A large part of why there are so many unanswered questions about marijuana's health potential is because it has been strictly controlled by the government, even when it comes to carefully controlled research.

Will the DEA Reclassify Marijuana?

This is not the first time the DEA has been petitioned to reschedule marijuana. In 1988, DEA administrative law judge Francis Young recommended unscheduling cannabis altogether in response to an activist-group petition. He ruled that "marijuana, in its natural form, is one of the safest therapeutically active substances known to man. By any measure of rational analysis marijuana can be safely used within a supervised routine of medical care."14

The DEA denied the petition, along with a handful of others thereafter. Even when the Institute of Medicine acknowledged marijuana as a substance with medical uses and relatively low potential for abuse, the DEA again denied the resulting petitions, citing a lack of research — research that is being stymied by the nonsensical schedule I classification.

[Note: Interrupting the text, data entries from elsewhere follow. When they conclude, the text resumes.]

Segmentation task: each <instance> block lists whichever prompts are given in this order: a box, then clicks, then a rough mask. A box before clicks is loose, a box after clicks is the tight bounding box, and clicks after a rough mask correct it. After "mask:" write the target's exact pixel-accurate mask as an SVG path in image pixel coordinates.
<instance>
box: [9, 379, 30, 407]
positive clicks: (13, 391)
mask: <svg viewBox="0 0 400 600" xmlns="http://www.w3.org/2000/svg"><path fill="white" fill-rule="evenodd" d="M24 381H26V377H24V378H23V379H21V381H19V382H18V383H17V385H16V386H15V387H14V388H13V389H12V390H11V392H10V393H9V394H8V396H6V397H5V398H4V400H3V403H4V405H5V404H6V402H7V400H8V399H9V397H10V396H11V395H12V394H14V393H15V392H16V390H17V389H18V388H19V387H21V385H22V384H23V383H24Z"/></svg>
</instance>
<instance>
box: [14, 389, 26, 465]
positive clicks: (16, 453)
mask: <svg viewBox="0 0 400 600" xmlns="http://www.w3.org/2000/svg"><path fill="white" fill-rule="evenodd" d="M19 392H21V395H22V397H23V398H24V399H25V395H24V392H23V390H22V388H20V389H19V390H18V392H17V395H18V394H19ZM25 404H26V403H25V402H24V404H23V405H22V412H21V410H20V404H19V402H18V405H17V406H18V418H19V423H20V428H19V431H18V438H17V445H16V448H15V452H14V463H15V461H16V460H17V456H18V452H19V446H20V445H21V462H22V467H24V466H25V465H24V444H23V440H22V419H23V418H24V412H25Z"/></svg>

It is a remarkable shame, especially when medical marijuana has shown such promise for pain relief and conditions like epilepsy. The Epilepsy Foundation is among the growing number of groups that has called for increased medical marijuana access and research, which could be granted should the DEA finally reschedule the plant.

The fact that marijuana is just that — a plant — is another bone of contention with proponents of legalization. Rather than being rescheduled, The National Organization for the Reform of Marijuana Laws (NORML) believes that marijuana should be descheduled entirely. Jon Kennedy, board of directors spokesperson for North Carolina NORM, told the Daily Tarheel:15

"We believe it should just be treated as any other natural growing plant … The toxicity is very low compared to a lot of pharmaceutical drugs that are used on a regular basis."